The Arts and Crafts movement took place in the UK in 1860 until 1910, when it evolved into Art Nouveau. It was a socialist and design movement, and the first style to incorporate design and art, and not just focus on art.

John Ruskin and Williams Morris were the main proponents of Arts and Crafts. Ruskin was primarily concerned with the social and theoretical aspects of Arts and Crafts and was not an artist or designer and an idealised view of the life of medieval craftsmen. Morris was a designer, a poet and an architect who also commissioned others to design work.

Ruskin and Morris focused on the plight of the lives of those working in the factories in the "dark Satanic mills" (Eskilson, 2012) . They wanted to improve the quality and artistic merit of utilitarian objects, and by also focusing on the social aspect of the craftspeople, they could improve the lives of their countrymen in both ways. Williams Morris said "have nothing in your house that you do not know to be useful or believe to be beautiful.

It was a rebellion against the dawning of the industrial age in Britain, where commercialism was at the fore. Morris saw that workers were being exploited to produce cheap mass produced goods, and wanted to his idealised version of the past. This was the naive idea of someone who considered that factory workers had a much better life in rural communities before industrialisation, and he came from a wealthy family himself (Eskilsson, 2012). Morris wanted to produced functional objects that were pleasing to use. However, with handcrafted items, there was an increased cost associated with them, which meant the products were out of the reach of the people Morris wanted them to be for. This was something that troubled Morris but there was little he could do about it. The people who bought his products did not understand that wanting to return to a simpler time, when workers lived in the green and pleasant land, was actually a very idealised view of the working classes. Those who bought these products had little insight in the lives of workers, and whether what would make their lives better or worse, as they were so far removed from the manufacturing classes. In fact there lives had always been hard before and after the industrial revolution.

It was primarily a British movement, but had a global impact, spreading to the US and becoming popular from 1890-1916. The American constitution and politics meant that they didn't have the same scruples about poor working conditions as the (slightly) more socialist Britain.

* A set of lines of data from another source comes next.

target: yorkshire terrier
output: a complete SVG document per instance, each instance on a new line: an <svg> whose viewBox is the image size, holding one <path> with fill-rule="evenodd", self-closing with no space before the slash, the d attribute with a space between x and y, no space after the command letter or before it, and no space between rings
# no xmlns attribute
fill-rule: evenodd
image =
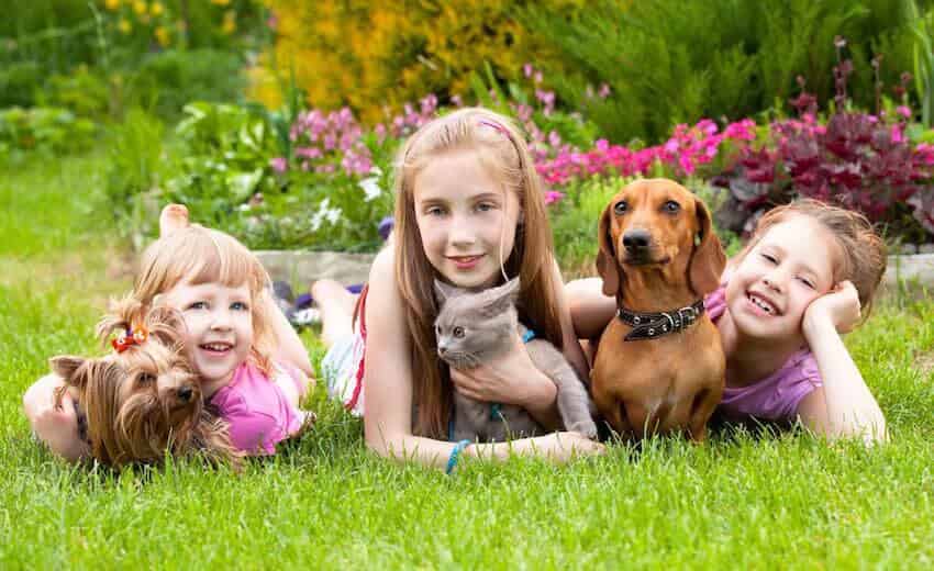
<svg viewBox="0 0 934 571"><path fill-rule="evenodd" d="M126 298L98 324L113 352L100 358L58 356L53 371L65 379L56 405L75 400L79 436L104 466L158 463L166 454L201 455L240 466L227 424L204 405L198 376L185 357L178 312L145 311Z"/></svg>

Arts and Crafts was strongly influenced by Mediaeval and Gothic design. Its imagery was plant based, and of stylised florals, and mostly in muted colours. The block repeats were organic and integrated, compared the more gappy ones from their competitors, who also used the newly invented chemical dyes. They only produced function items, and not art or paintings for display. It was a design movement, not art. Examples of their products included stained glass, furniture, wallpaper, and architecture. He owned Kelmscott Press, making books and designing type.


The Arts and Crafts exhibition of 1888 cited itself as being "for the homes of simple and gentle folk". The Art Workers Guild wanted to raise the standards of decorative arts and the craftsmen, and they wanted to work with the commercial word. The products were designed and made in cities, for city dwellers.

In 1993, Morris was critisized as being "the work of a few, for the few", which was something that Morris was never able to overcome.

This movement has much in common with today - a desire to look back to traditional methods of the past, when the world around us is changing at an exponential rate. We now see the rise of websites such as Etsy, Folksy, Not on the High Street, etc, who champion the handmade and the individual, just like Ruskin and Morris. Sections of modern day British society put high values on unique handcrafted items and are willing to pay for them, and the availability of such products is huge. There has been a huge backlash from the public against companies who have been found to exploit there workers, and there in an increase in wanting to understand the provenance of the products we consume - whether they are food, clothing, electronics, or any other products. The the idea of social utility of good design is also relevant to graphic design today.

Eskilson, S (2012) Graphic Design A History.